Founded in 1984 by Andrew Lewis, the Kutztown Rugby Football Club represents Kutztown in college rugby competitions, and has been a member of USA Rugby since 1988. Gregg 'Doc' Jones has been the team's head coach since 1986.

Kutztown plays in the East Conference of Division 1-A Rugby. There have been multiple tournament wins, international tours, and playoff appearances. In 2008, Kutztown advanced to the national quarterfinals, led by Marco Barnard who later went on to play for the U.S. national sevens team. In spring 2013, Kutztown reached the USA Rugby national playoff quarterfinals.

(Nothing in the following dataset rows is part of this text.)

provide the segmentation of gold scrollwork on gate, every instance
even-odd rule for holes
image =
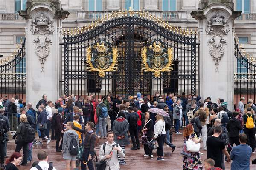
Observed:
[[[144,47],[141,51],[142,70],[153,72],[156,78],[159,78],[161,72],[173,70],[173,48],[165,48],[161,43],[153,43],[153,46]]]
[[[87,71],[99,72],[101,77],[105,72],[117,70],[118,48],[117,47],[109,48],[104,43],[97,43],[86,49]]]

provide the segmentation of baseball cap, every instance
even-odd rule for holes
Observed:
[[[60,113],[63,112],[63,108],[58,108],[58,112]]]

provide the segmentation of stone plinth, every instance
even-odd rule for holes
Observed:
[[[191,14],[198,21],[200,94],[203,99],[210,96],[213,102],[217,102],[218,98],[223,99],[228,102],[229,109],[232,109],[233,28],[234,20],[240,16],[241,11],[234,11],[230,2],[207,4],[202,10]]]
[[[38,1],[28,0],[27,9],[19,11],[26,19],[26,99],[34,108],[44,94],[53,101],[59,95],[61,20],[69,14],[59,1]]]

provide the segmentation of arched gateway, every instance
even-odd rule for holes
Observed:
[[[199,93],[195,32],[130,10],[64,34],[61,94]]]

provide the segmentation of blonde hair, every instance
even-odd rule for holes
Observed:
[[[22,114],[21,115],[20,115],[20,122],[26,121],[27,120],[26,116],[24,114]]]
[[[207,117],[209,116],[210,115],[210,110],[209,110],[209,108],[207,107],[204,108],[204,111],[206,113],[206,116]]]
[[[157,114],[157,121],[158,121],[158,120],[159,120],[160,119],[162,119],[163,121],[164,121],[164,120],[163,119],[163,116],[160,115],[159,114]]]

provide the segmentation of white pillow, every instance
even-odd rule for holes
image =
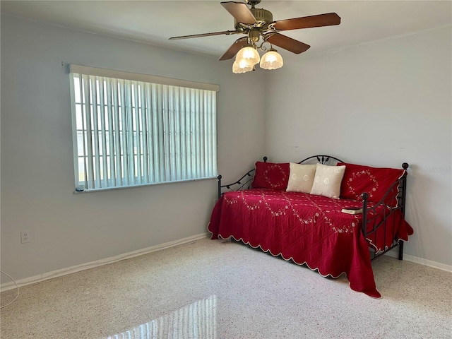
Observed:
[[[290,173],[286,191],[311,193],[317,165],[290,162],[289,168]]]
[[[340,184],[344,177],[345,166],[328,166],[317,164],[311,194],[338,199]]]

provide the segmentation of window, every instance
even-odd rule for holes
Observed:
[[[217,175],[216,85],[71,65],[77,191]]]

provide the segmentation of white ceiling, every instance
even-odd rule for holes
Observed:
[[[237,0],[238,1],[239,0]],[[239,37],[218,35],[183,40],[172,36],[234,30],[220,0],[1,1],[2,13],[170,49],[220,57]],[[335,50],[452,24],[452,1],[266,1],[256,8],[273,20],[335,12],[339,25],[285,31],[311,46],[304,54]],[[290,52],[279,52],[282,54]]]

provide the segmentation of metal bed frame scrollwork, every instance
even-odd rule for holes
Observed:
[[[266,162],[268,158],[267,157],[263,157],[263,162]],[[345,162],[344,161],[338,159],[335,157],[331,155],[313,155],[311,157],[308,157],[306,159],[302,160],[300,162],[298,162],[299,164],[306,164],[309,163],[311,161],[316,161],[321,164],[328,165],[331,164],[335,162]],[[376,234],[377,231],[380,229],[383,230],[384,232],[384,238],[386,239],[386,222],[388,218],[391,215],[394,213],[396,210],[400,210],[402,214],[405,215],[405,200],[406,200],[406,191],[407,191],[407,169],[409,165],[407,162],[403,162],[402,164],[402,168],[405,170],[405,173],[402,176],[400,179],[394,182],[391,186],[389,187],[388,191],[384,194],[383,197],[381,200],[372,207],[369,207],[369,194],[367,192],[363,192],[361,194],[361,197],[362,198],[362,232],[364,236],[364,238],[367,238],[369,235]],[[218,198],[221,196],[221,195],[225,191],[239,191],[242,189],[249,189],[251,188],[251,182],[254,178],[254,172],[256,169],[252,169],[248,171],[243,177],[239,179],[237,181],[227,184],[225,185],[222,185],[221,179],[222,176],[218,175],[217,179],[218,179]],[[398,187],[396,193],[393,193],[395,190],[393,189],[395,187]],[[387,199],[397,199],[398,203],[396,207],[388,206],[385,201],[387,201]],[[383,206],[383,208],[379,208],[381,206]],[[379,209],[380,210],[379,210]],[[378,223],[373,222],[374,219],[379,218],[381,221]],[[374,225],[372,226],[371,230],[368,230],[367,224],[372,222]],[[383,228],[381,228],[383,227]],[[385,253],[391,251],[396,246],[398,247],[398,259],[403,259],[403,240],[398,240],[396,239],[396,234],[393,230],[393,243],[391,246],[387,246],[384,249],[384,251],[381,251],[379,252],[375,252],[373,247],[369,246],[371,251],[371,260],[374,260],[376,258],[384,254]]]

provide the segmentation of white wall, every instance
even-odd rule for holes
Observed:
[[[270,73],[266,143],[275,161],[319,153],[410,164],[405,253],[452,264],[452,30],[286,60]],[[287,66],[286,66],[287,65]]]
[[[73,194],[61,61],[219,84],[219,172],[234,178],[263,153],[263,73],[237,76],[232,61],[7,16],[1,32],[1,263],[17,280],[206,232],[216,196],[216,179]]]

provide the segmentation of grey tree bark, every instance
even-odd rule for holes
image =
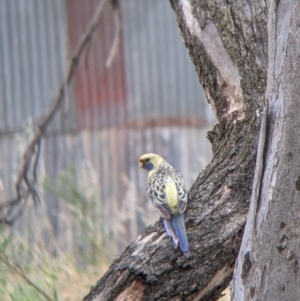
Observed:
[[[300,300],[300,2],[268,2],[262,175],[252,199],[232,300]]]
[[[84,300],[217,300],[237,257],[233,300],[298,300],[298,1],[170,3],[218,119],[213,159],[190,189],[192,256],[172,249],[159,221]]]

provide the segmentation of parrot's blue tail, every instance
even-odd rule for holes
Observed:
[[[191,256],[191,253],[189,251],[189,243],[187,240],[183,214],[171,214],[171,223],[177,234],[179,246],[180,246],[182,253],[186,257]]]

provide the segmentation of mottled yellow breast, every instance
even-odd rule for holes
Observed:
[[[172,214],[178,213],[178,196],[176,185],[173,181],[167,181],[166,185],[166,201],[171,208]]]

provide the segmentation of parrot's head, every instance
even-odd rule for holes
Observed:
[[[139,165],[141,168],[151,171],[158,167],[164,159],[156,154],[144,154],[139,159]]]

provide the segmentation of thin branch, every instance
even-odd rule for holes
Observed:
[[[117,55],[118,46],[120,43],[120,33],[121,33],[121,22],[120,22],[120,7],[118,1],[111,1],[113,11],[114,11],[114,22],[115,22],[115,35],[114,40],[109,50],[109,55],[105,62],[105,67],[110,68],[114,58]]]
[[[96,8],[96,11],[91,18],[91,21],[86,29],[86,31],[82,34],[79,43],[77,47],[75,48],[75,51],[72,55],[72,58],[69,63],[69,67],[67,69],[67,73],[65,76],[65,79],[63,80],[61,86],[59,87],[57,91],[57,96],[55,97],[54,103],[44,120],[38,125],[38,131],[32,138],[32,140],[29,142],[24,156],[23,156],[23,163],[22,167],[20,169],[20,172],[18,174],[16,184],[15,184],[15,189],[17,193],[17,197],[7,201],[4,204],[1,204],[0,210],[3,210],[4,208],[11,208],[18,206],[22,200],[26,199],[29,196],[32,196],[34,201],[37,202],[39,200],[39,195],[37,193],[37,190],[35,188],[36,184],[36,168],[38,165],[38,157],[39,157],[39,145],[41,143],[41,139],[43,138],[47,127],[49,126],[50,122],[52,121],[53,117],[55,114],[58,112],[59,107],[61,106],[63,100],[64,100],[64,95],[66,93],[66,88],[70,84],[70,81],[76,71],[76,68],[78,66],[79,59],[86,49],[86,47],[89,45],[89,42],[92,38],[92,35],[94,31],[96,30],[101,14],[103,12],[103,8],[105,3],[108,0],[101,0],[99,1],[99,4]],[[36,152],[36,147],[37,147],[37,152]],[[35,160],[33,160],[35,156]],[[32,167],[32,162],[34,162],[34,165]],[[30,175],[30,168],[32,167],[32,175]],[[6,212],[6,217],[2,217],[0,219],[0,223],[6,223],[6,224],[12,224],[15,221],[15,218],[12,218],[10,216],[12,210],[8,210]],[[20,216],[20,214],[17,214],[17,217]]]

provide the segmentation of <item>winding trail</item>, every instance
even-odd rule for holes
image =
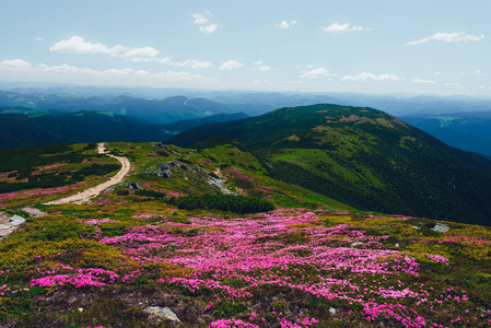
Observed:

Kutztown has also been successful in rugby sevens, and in May 2022, the Golden Bears captured their first Collegiate Rugby Championship Men's Premier Division national championship with a 17–12 victory over Dartmouth in New Orleans. In February 2012, Kutztown beat Missouri and Miami–Ohio en route to reaching the semifinals at the Las Vegas Invitational. Kutztown began the fall 2012 season ranked as the #1 team in college rugby sevens. Kutztown reached the semifinals of the 2013 Collegiate Rugby Championship, the highest profile competition in college rugby sevens, played at PPL Park in Philadelphia and broadcast live on NBC. Kutztown improved on their performance the following year, reaching the finals of the 2014 Collegiate Rugby Championship before losing to Cal 24–21. Kutztown has continued to see success in tournaments, including a national semifinals appearance in the 2019 Collegiate Rugby Championships, where they lost to eventual champion Lindenwood 30–12.